The initiative is part of a city-wide project, called Capital Nurse, aimed at retaining more nurses in London, after research revealed almost a third of staff leave the NHS within five years of qualifying in the capital.
Capital Nurse was launched by trust chief nurses, universities and workforce body Health Education England in 2015, with a key goal being to simplify the process of securing a job in nursing and to foster a greater sense of loyalty to NHS trusts.
This month, jobs are being advertised for all final year student nurses from City University, the University of Hertfordshire, Middlesex University and London South Bank University across 15 local NHS organisations where trainees have completed placements.
Interviews are being held from 5 March onwards, with conditional offers guaranteed within one day for posts that will begin this September and October.
All 15 NHS trusts, which includes organisations such as Barts Health NHS Trust, Camden and Islington NHS Foundation Trust and University College London Hospitals NHS Foundation Trust, have agreed to advertise jobs at the same time so nurses “can move seamlessly from university to employment”.
Newly-qualified nurses who take up the posts through the scheme will also be guaranteed support in their first year in practice, according to those behind the scheme.
Newly-qualifieds will be assigned a member of staff who will help them with learning – known as a preceptor – and assist with career development through a framework drawn up by Capital Nurse.

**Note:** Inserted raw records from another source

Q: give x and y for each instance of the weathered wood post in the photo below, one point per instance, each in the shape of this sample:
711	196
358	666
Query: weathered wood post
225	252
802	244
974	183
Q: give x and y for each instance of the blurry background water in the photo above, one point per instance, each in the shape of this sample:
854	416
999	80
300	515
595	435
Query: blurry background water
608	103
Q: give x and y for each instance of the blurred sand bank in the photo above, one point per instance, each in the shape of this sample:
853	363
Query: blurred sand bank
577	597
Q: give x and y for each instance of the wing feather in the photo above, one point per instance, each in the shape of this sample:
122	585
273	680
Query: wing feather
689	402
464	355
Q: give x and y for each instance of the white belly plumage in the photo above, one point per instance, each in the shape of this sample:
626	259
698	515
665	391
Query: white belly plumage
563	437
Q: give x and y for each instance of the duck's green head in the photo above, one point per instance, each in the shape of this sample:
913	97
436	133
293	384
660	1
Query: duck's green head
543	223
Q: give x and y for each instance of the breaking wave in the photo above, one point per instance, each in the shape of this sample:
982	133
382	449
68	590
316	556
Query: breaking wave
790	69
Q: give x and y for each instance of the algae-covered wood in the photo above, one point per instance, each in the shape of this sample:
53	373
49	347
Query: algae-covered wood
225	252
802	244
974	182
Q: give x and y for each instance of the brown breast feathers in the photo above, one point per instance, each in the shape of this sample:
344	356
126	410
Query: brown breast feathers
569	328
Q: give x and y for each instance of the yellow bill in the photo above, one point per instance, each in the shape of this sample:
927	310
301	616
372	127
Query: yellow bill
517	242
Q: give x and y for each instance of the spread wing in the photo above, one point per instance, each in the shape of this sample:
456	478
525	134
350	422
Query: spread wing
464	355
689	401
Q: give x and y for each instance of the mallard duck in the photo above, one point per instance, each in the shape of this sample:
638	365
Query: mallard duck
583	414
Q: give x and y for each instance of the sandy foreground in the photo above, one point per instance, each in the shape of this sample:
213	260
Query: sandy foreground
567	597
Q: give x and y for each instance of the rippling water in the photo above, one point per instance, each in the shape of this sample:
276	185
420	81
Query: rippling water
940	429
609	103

The Capital Nurse programme recently launched a set of voluntary preceptorship standards agreed by NHS employers across the city, as well as a free digital tool designed to help nurses progress in their careers.
The standards state that the preceptorship period should be a minimum of six to 12 months and that every trust should have a member of staff who leads the support programme.
The digital tool, described by those behind it as the “nursing skills Fitbit”, allows nurses to reflect on and record their career progression – and provides a template for a discussion with a senior staff member about how to advance.